Published online Jul 5, 2022. doi: 10.4292/wjgpt.v13.i4.33
Peer-review started: January 15, 2022
First decision: March 8, 2022
Revised: March 10, 2022
Accepted: June 13, 2022
Article in press: June 13, 2022
Published online: July 5, 2022
Processing time: 166 Days and 16.2 Hours
Biliary atresia (BA) and choledochal cysts are diseases of the intrahepatic and extrahepatic biliary tree. While their exact etiopathogeneses are not known, they should be treated promptly due to the potential for irreversible parenchymal liver disease. A diagnosis of BA may be easy or complicated, but should not be delayed. BA is always treated surgically, and performing the surgery before the age of 2 mo greatly increases its effectiveness and extends the time until the need for liver transplantation arises. While the more common types of choledochal cysts require surgical treatment, some can be treated with endoscopic retrograde cholangiopancreatography. Choledochal cysts may cause recurrent cholangitis and the potential for malignancy should not be ignored.

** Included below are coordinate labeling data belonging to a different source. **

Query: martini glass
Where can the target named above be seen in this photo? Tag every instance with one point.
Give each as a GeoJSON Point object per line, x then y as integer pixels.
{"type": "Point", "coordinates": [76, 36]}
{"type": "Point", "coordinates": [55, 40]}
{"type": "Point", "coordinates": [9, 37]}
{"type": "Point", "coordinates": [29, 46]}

Core Tip: Biliary atresia (BA) and choledochal cysts are diseases that cause obstructive cholestasis. While the diagnosis of BA can be rather complicated, it should be made as early as possible and treated with a Kasai hepatoportoenterostomy before the age of 2 mo for a good prognosis. All patients with persistent acholic stool and elevated gamma-glutamyl transferase should be evaluated for BA, although normal ultrasonography will not rule out BA, and such patients are candidates for intraoperative cholangiography. Choledochal cysts can present symptoms at any age, and as recurrent cholangitis attacks will lead to chronic liver disease with potential malignancy, treatment and long-term follow-up are essential.